A business group has urged firms to “plan ahead now for the recovery in oil prices” as its survey revealed mixed results on the Scottish economy.
The Scottish Chambers of Commerce’s (SCC’S) Quarterly Economic Indicator survey revealed that gloom among oil and gas firms has hit expectation in the performance across the finance and business services sector.
The category is one of five covered in SCC’s quarterly survey, which also includes construction, manufacturing, retail & whole-sale and tourism.
The report showed profits have declined for 45.1% of services firms surveyed, giving a net percentage balance of -26.
SCC said this marked the fourth consecutive quarter that services firms reported net balance profits in negative territory, and is the lowest figure since the sector has been quizzed in the survey since 2014.
The report also found that optimism in the manufacturing sector was “fragile”, with just over a third of firms reporting a fall in optimism. However, more than 80% of those surveyed said that investment had either increased or remained the same over the previous quarter.

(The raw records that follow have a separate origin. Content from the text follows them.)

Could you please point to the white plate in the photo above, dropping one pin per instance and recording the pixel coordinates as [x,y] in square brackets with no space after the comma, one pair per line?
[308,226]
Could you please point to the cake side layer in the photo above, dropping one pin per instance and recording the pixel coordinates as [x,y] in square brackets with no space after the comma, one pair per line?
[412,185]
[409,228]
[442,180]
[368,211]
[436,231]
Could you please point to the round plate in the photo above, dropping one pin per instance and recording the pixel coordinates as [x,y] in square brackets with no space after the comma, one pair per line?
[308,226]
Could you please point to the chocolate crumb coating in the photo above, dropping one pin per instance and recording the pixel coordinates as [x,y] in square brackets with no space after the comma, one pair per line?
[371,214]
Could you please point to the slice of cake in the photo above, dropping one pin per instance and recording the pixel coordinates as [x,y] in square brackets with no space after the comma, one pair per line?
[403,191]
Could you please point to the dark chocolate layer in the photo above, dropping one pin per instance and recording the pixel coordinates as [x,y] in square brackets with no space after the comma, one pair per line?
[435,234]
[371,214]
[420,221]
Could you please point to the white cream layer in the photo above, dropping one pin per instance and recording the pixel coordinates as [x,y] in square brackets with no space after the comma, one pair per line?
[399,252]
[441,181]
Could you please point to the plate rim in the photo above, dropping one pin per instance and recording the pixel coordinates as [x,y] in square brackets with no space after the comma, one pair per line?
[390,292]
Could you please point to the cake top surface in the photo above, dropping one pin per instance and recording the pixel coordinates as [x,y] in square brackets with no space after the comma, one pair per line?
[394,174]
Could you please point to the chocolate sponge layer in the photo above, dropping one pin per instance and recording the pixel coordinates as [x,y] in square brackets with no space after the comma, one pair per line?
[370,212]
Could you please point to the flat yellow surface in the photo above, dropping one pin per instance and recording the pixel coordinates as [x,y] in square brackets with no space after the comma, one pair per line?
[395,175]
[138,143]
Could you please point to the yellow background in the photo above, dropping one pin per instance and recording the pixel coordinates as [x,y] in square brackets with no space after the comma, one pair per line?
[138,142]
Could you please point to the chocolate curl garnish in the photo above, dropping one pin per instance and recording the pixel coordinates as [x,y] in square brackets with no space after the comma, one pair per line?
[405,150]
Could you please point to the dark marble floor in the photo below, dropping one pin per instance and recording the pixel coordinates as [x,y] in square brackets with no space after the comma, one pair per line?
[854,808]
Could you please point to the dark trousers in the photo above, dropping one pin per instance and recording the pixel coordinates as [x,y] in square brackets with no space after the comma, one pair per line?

Meanwhile, the tourism industry in Scotland had a strong quarter in terms of sales and investment trends, although worries were revealed over future performance and tightening profit margins.
The SCC report also found that the construction industry, which was “influential in keeping the Scottish economy out of recession in 2015”, performed strongly and “continues to demonstrate positive expectations for the future”.
Growing online sales have also helped to boost confidence in the retail sector, SCC said.
Liz Cameron, chief executive of SCC, said: “It is important that lessons are learned. As the construction sector continues to experience worrying levels of skills shortages due to rapid growth following a period of recession, so we must plan ahead now for the recovery in oil prices, ensuring that the oil and gas sector has the talent it needs when the sector resumes growth. Future skills needs must be met from the widest possible range of sources, including workplace learning and the reskilling of older workers.
“Costs to businesses must also be considered at a time when many firms are implementing the National Living Wage and auto-enrolment.
“As businesses take on more financial responsibilities over their employees, it is time that the rising burden of business rates was reduced, and this must be one of the key objectives of the forthcoming review of rating in Scotland announced by the Scottish Government.
“As Scotland prepares to head to the polls for next month’s Scottish Parliamentary elections, we know that our economy is on a knife edge between growth and recession and that the prospects for the future are unclear.
“In these circumstances, it is imperative that our new Scottish Government puts the economy at the centre of its plan for government over the next five years, systematically addressing those factors under the Scottish Parliament’s control that could be used to make Scotland the most competitive place in the UK to do business.”